雑誌やテレビで著名な人物の体験談が取り上げられ、製薬会社のキャンペーンなどで正しい情報がインターネットを介してアクセスしやすくなった。そして書店にも多くの関連書籍が並ぶようになり、正しい理解を促す環境は日々整いつつある。しかしその一方で、頑固だったりクセがあったりする人に対して「あいつはアスペだから」というような無知や偏見に基づいた使われ方も現実の世界、インターネット上を問わず散見する。実際のところ社会がこれらの性質をもつ人々を正しく捉えられるようになるまで、まだしばらく時間を要しそうなのだが、本書はそんな現状に一石を投じ、現状を正しく捉える一助になりえるだろう。
本書は600ページを超えるぶ厚い大作だ。新書版であるブルーバックスの他のタイトルは200ページ台後半から300ページ前半が多い中、この『自閉症の世界 多様性に満ちた内面の真実』はかなりの存在感を示している。それだけのボリュームをもって語られる、「自閉症」にまつわる時を越えた物語は、様々な登場人物の想いや思惑が絡まりあって複雑化していた「ファクト」を俯瞰で捉え、ひとつひとつ丁寧に解きほぐしたドキュメンタリーに仕上がっている。
・先駆者アスペルガーとカナー
このドキュメンタリーは、オーストリアの小児科医ハンス・アスペルガーとアメリカの精神科医レオ・カナーに端を発する自閉症の研究を主軸に話が進んでいく。
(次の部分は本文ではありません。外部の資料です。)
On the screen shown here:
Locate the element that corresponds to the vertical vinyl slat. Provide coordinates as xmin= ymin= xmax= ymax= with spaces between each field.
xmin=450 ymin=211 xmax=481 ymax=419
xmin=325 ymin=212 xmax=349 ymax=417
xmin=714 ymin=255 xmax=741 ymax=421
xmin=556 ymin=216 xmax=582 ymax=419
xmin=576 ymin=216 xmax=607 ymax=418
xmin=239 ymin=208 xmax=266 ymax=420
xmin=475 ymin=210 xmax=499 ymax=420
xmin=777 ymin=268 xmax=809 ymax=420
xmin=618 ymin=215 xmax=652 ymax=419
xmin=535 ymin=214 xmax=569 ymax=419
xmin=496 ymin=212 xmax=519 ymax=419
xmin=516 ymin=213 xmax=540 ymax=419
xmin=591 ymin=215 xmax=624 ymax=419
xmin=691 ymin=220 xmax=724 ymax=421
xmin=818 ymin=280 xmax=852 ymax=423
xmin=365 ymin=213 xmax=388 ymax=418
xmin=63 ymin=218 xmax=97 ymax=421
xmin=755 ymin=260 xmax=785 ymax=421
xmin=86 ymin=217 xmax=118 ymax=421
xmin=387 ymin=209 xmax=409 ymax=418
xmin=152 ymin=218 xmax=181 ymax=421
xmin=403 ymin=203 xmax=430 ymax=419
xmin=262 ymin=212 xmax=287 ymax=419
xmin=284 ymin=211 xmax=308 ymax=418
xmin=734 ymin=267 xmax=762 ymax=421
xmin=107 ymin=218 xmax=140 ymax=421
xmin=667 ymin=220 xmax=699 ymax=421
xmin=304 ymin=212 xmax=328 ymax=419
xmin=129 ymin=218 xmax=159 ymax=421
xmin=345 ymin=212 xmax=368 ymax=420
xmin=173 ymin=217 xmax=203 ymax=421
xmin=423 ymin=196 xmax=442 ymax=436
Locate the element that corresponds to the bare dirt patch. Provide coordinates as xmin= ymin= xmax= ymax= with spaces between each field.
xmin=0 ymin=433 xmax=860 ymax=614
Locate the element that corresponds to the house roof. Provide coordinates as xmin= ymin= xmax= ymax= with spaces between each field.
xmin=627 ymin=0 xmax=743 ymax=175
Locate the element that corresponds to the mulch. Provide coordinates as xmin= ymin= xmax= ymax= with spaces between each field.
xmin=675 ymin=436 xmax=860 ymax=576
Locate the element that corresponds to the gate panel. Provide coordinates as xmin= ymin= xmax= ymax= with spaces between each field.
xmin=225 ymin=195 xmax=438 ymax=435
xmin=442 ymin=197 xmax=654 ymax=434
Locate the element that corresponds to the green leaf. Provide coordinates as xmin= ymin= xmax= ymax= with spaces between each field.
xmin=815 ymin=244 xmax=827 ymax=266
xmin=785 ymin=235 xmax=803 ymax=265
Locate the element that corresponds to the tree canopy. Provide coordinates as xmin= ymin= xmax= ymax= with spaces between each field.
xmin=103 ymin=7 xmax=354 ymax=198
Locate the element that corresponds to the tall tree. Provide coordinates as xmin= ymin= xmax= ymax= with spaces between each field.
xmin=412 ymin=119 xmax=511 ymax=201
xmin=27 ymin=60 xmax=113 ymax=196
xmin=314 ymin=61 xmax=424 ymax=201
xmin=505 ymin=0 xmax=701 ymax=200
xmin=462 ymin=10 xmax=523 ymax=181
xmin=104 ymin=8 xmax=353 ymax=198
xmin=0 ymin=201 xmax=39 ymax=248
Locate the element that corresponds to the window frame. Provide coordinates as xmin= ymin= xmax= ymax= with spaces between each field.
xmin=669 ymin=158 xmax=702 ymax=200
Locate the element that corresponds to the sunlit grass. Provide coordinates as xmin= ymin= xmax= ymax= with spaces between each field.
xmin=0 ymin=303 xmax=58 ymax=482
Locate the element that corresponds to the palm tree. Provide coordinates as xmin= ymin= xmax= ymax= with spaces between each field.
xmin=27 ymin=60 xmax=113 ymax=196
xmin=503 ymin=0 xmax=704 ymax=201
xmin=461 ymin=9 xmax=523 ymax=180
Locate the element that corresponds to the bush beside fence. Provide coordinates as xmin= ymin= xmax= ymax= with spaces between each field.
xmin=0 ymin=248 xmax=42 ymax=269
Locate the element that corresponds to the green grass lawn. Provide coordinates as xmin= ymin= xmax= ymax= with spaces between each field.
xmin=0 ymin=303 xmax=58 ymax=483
ひとりは第2次世界大戦開戦前のオーストリアにて自身の患者である子どもたちを注意深く観察し研究を重ねていく課程で、自閉症に注目したハンス・アスペルガー。
小児科医である氏は自閉症の性質をもつ子ども達に対し、その類い稀なる能力を認めて「小さな教授」と呼びんだ。そして子ども達が自分の能力を再発見できる場所を用意し、「子どもの生まれ持った能力、その子の性格の変えられる部分、異常な行動の原因を明らかにして、どうすることがその子自身の幸せにつながり、心を安定させるのか、家庭や社会の中での居場所を見つけることになるのか、そしてその子の目標や夢と、それを実現する術を見いだせるのか発見すること」を主眼に置き、真摯に患者と向き合い、研究と治療を行っていた。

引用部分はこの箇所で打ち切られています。